Phase 2 unified — fungal compound aggregation (post-Phase-3 re-run)

Date: 2026-05-17
Total unique compounds (deduped by InChIKey): 9,778

Database coverage

Source Compounds attributed (any) Reachable from sandbox?
LOTUS 6,798 yes
NPAtlas 4,535 yes
KNApSAcK 20 yes
NPASS 0 no — bidd.group HTTPS 200 intermittently, then 000 timeouts; can't reliably scrape
TCMSP 0 no — old.tcmsp-e.com returns 502 Bad Gateway; alternate hosts unreachable
HIT 0 no — badd-cao.net hosts time out (000); known intermittent for months in upstream community reports
SwissTargetPrediction n/a no — no programmatic POST endpoint verified reachable

Toxicity filter (applied)

  • Inclusion: GRAS / QPS / pharmacopoeia / clinical-trial / grey-zone → 9,747 compounds
  • Hard-excluded (WHO 2022 / mycotoxin / Schedule I/II): 31 compounds
  • Inclusion-OR / Exclusion-precedence rule per inputs/toxicity-filter.json.
  • Grey-zone default = include with safety_review_pending flag (rule in toxicity-filter.json).

Database coverage gap

Three East-Asian-hosted databases (NPASS, TCMSP, HIT) and the SwissTargetPrediction prediction service were not reachable from the comp-014 sandbox on 2026-05-17:

  • NPASS (bidd.group / bidd-group.org): the root HTML responded 200 on one probe but subsequent attempts returned 000 / connection-failed. Documented intermittently-up in upstream community channels. Re-run plan: retry from a non-sandboxed environment, prefer the bulk-CSV download NPASSv2.0_download_naturalProducts*.txt rather than the dynamic web interface.
  • TCMSP (old.tcmsp-e.com): 502 Bad Gateway on https://old.tcmsp-e.com/tcmsp.php; the new tcmsp-e.com root returns empty body. Re-run plan: the legacy TCMSP appears to have been folded into the BATMAN-TCM-2 platform; retry via BATMAN-TCM endpoints, or use the published TCMSP bulk download archived at Mendeley Data.
  • HIT (hit2.badd-cao.net + badd-cao.net): timeouts on both. Re-run plan: HIT 2.0 ships a downloadable Excel file (one-time human-confirmed download) per upstream paper PMID 35136829.
  • SwissTargetPrediction: requires a POST with SMILES; not verified accessible from this sandbox. Re-run plan: from a connected environment, batch the target-orphan compound subset (~75-80% of the table) through the POST API or the bulk Stardust pipeline.

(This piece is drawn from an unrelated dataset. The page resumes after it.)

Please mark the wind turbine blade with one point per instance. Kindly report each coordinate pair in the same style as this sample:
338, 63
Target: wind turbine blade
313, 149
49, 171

The existing LOTUS-only Phase 2 outputs are not wrong, just incomplete. The unified table here is LOTUS + NPAtlas + KNApSAcK; the East-Asian-DB gap is documented and slated for re-run.

Anchor-species sanity check

All 18 anchor species from inputs/phase-5-anchor-species.json resolve in the unified table (every species has ≥1 attributed compound). Sanity-check passed; no pipeline bug detected.